The central message of Lamentations is that of God’s sustaining grace in the midst of suffering. It’s a book that deals with the reality of pain, the destruction sin brings, and the certainty of God’s mercy. God draws near to his suffering saints. In Jesus Christ, God has drawn closer to us than could have been imagined—he has become one of us, sharing in all that we suffer in this fallen world. Remembering him and his cross, and the glory into which he entered (and into which we too shall enter), we trustingly submit to him and his fatherly governance of our lives with hope. Lamentations is a book of mourning, where we see the terrible aftermath of our rebellion against God, yet also find hope and healing.
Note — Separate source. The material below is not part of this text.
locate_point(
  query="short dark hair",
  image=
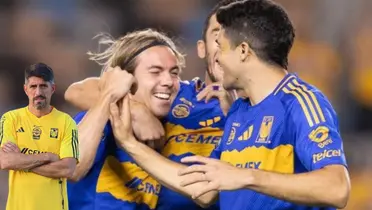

Lent provides us a specific “appointed time” where we can tell God we hurt. We can come clean over failed relationships, broken promises, selfish greed, destructive pride, the times we have failed to love and cherish God and others. It is in confessing that we join with others before God in need of his renewal and his healing. Lament opens us up to not only healing but renewal.
We don’t do lament very well and we want to learn the language of biblical lament. The Holy Spirit works the even in the hells of our own making and brings renewal through the Messiah’s lament and work on the Cross.